Santos (2000) found that least incidence of grain spot of neck blast appeared by applying difenconazole and mancozeb followed by difenaconazole + tricyclazole.
Simultaneoulsy, Coutinho (2000) treated rice seeds with iprofione and thiram to evaluate the incidence of Cochliobolus miyabeanus and found that this treatment proved most effective against incidence of Cochliobolus miyabeanus in rice seed and also increased the seed germination and its vigour.
Tasleem-uz-Zaman (2000) found the control of glume discolouration in paddy by using as foliar sprays as well as seed treatments of topsin M (thiophanate methyl), anvil (hexaconazole) and benlate (benomyl).
Malavolta and Bedendo (2004) reported that seed borne infection by Bipolaris oryzae, Microdocliium oryzae and Phoma sorghina in rice, can be removed when procloraz is used for seed treatment. Subsequently chlorothalonil and imiricoctadine were also seen effective.
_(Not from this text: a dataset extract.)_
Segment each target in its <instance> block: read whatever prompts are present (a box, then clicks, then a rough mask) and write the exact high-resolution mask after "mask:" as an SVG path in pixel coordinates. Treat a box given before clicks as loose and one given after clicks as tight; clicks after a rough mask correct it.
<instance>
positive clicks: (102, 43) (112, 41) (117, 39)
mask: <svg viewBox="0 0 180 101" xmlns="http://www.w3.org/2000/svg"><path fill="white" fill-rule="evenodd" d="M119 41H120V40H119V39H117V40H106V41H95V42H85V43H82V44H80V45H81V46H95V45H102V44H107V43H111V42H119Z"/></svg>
Pizzatti (2004), revealed the percentage of discoloured caused by Cochliobolus miyabeanus, Magnaporthe grisea and Sarocladium spp. decreased by delaying the date of sowing and fungicidal spray with carbendazim.
Shafait (2006) has been studied many fungi which cause glume discolouration of rice in Kashmir India and recommended two sprays of of carbendazim 50 WP (0.1%) bitertanol 25 WP (0.4%) or tricyclazole 75 WP (0.1%) to control the glume discolouration at pre harvesting stages of crop.